The Mystic Masseur (2002)

**/****
starring Om Puri, James Fox, Aasif Mandvi, Sanjeev Bhaskar
screenplay by Caryl Phillips, based on the novel by V.S. Naipaul
directed by Ismail Merchant

Mysticmasseurby Travis Mackenzie Hoover While I haven’t read The Mystic Masseur, the V.S. Naipaul novel on which Ismail Merchant’s latest directorial effort is based, I think I’m fairly safe in assuming that the movie does little to exalt the oeuvre of its Nobel prize-winning author. Aggressive only in its mediocrity, humorous only in its technical clumsiness, the film manages to belittle the very people it intends to uplift with the patronizing head-patting of country-folk it finds adorable but inconsequential.

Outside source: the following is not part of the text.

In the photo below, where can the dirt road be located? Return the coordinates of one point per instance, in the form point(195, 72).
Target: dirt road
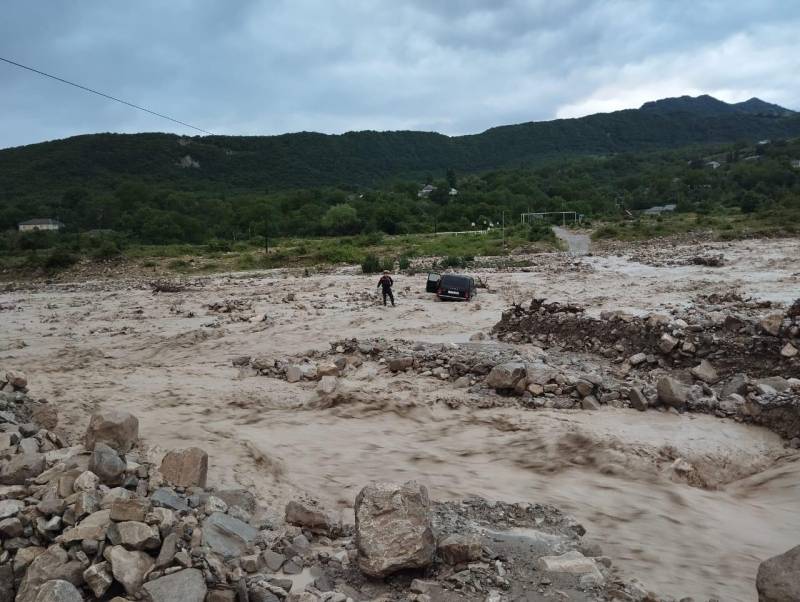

At times, The Mystic Masseur is like an Ealing comedy stood on its head: instead of showing the resilience of the British through their dogged pursuit of absurdity, it undercuts Trinidadian Indians on much the same grounds–so that when Merchant finally tries to make a post-colonial statement, it cuts across the grain of the rest of his adaptation. In the end, he lavishes far less care on his narrative than Merchant’s business partner James Ivory does in his own films, resulting in a tepid soup lacking in flavour and presentation.